Many advanced actors will rotate active servers & domains, only allow certain IP's to connect or have other rules and conditions to actually access a website.

So an offline site in this case might mean that the domain is not accessible to your IP, at this time, with your current user-agent. So some creativity is needed here, but it's a good basic check.

If you've followed on from the script above the following script will check the domains and output valid ones, which in this case is HTTP status 200

import requests
import csv
from colorama import init, Fore
from tqdm import tqdm
import concurrent.futures
import time
from urllib3.exceptions import InsecureRequestWarning

# Suppress only the single warning from urllib3 needed.
requests.packages.urllib3.disable_warnings(category=InsecureRequestWarning)

# Initialize colorama
init()

# Headers to mimic a browser
HEADERS = {
    'User-Agent': 'Mozilla/5.0 (Windows NT 10.0; Win64; x64) AppleWebKit/537.36 (KHTML, like Gecko) Chrome/91.0.4472.124 Safari/537.36'
}

def check_url(url):
    # Add http:// if no protocol specified
    if not url.startswith(('http://', 'https://')):
        url = f'http://{url}'
    
    try:
        # Try HTTPS first
        response = requests.get(f'https://{url.replace("http://", "").replace("https://", "")}', 
                              headers=HEADERS, 
                              timeout=5,
                              verify=False)
        return (url, response.status_code, 'https')
    except:
        try:
            # Fall back to HTTP
            response = requests.get(url, 
                                  headers=HEADERS, 
                                  timeout=5,
                                  verify=False)
            return (url, response.status_code, 'http')
        except requests.exceptions.RequestException as e:
            return (url, 'Error', str(e)[:50])  # Truncate error message

def main():
    # Read URLs from file
    urls = []
    print(f"{Fore.WHITE}Reading URLs from file...")
    with open('valid_domains.txt', 'r') as file:
        urls = [line.strip() for line in file if line.strip()]

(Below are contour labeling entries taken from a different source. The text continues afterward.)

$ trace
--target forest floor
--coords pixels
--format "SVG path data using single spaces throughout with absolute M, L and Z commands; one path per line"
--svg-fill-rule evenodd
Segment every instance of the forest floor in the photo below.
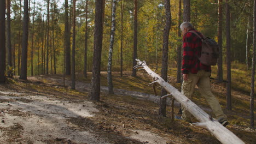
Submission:
M 0 85 L 0 143 L 220 143 L 205 129 L 182 120 L 171 122 L 170 106 L 167 117 L 158 117 L 159 98 L 148 86 L 148 75 L 133 77 L 125 72 L 120 77 L 114 72 L 115 94 L 108 94 L 107 73 L 101 74 L 100 102 L 88 100 L 91 73 L 86 79 L 76 75 L 76 90 L 71 89 L 69 77 L 63 86 L 60 75 Z M 175 77 L 168 79 L 180 87 Z M 212 87 L 225 106 L 224 86 L 212 82 Z M 246 143 L 255 143 L 255 129 L 249 128 L 249 93 L 239 89 L 232 91 L 232 111 L 223 107 L 230 123 L 227 128 Z M 197 90 L 193 100 L 212 112 Z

    total_urls = len(urls)
    print(f"{Fore.WHITE}Found {total_urls} URLs to check\n")

    results = []

    # Use ThreadPoolExecutor for parallel processing
    with concurrent.futures.ThreadPoolExecutor(max_workers=10) as executor:
        future_to_url = {executor.submit(check_url, url): url for url in urls}
        
        # Create progress bar
        with tqdm(total=total_urls, desc="Checking URLs", unit="url") as pbar:
            for future in concurrent.futures.as_completed(future_to_url):
                url = future_to_url[future]
                try:
                    url, status, protocol = future.result()
                    results.append([url, status, protocol])
                    
                    # Color code the output
                    if isinstance(status, int) and 200 <= status < 400:
                        print(f"{Fore.GREEN}[+] {url} - {status} ({protocol})")
                    else:
                        print(f"{Fore.RED}[-] {url} - {status} ({protocol})")
                except Exception as e:
                    results.append([url, 'Error', str(e)[:50]])
                    print(f"{Fore.RED}[-] {url} - Error: {str(e)[:50]}")
                
                pbar.update(1)

    # Write results to CSV
    print(f"\n{Fore.WHITE}Writing results to url_status.csv...")
    with open('url_status.csv', 'w', newline='') as file:
        writer = csv.writer(file)
        writer.writerow(['URL', 'Status', 'Protocol/Error'])
        writer.writerows(results)
    
    # Print summary
    success = sum(1 for r in results if isinstance(r[1], int) and 200 <= r[1] < 400)
    print(f"\n{Fore.WHITE}=== Summary ===")
    print(f"{Fore.GREEN}Successful connections: {success}")
    print(f"{Fore.RED}Failed connections: {total_urls - success}")
    print(f"{Fore.WHITE}Results saved to url_status.csv")

if __name__ == "__main__":
    main()

So here are our results:

4+ million certificates
4678 matched our wildcard search
3268 had some kind of valid A type DNS record
1255 were online, with some kind of web server responding

In future posts we will look at how to gather more information using our refined domain lists, including what techniques and software we can use for analysis.

In the mean time, the CT api scraper will keep running, and thank you for reading.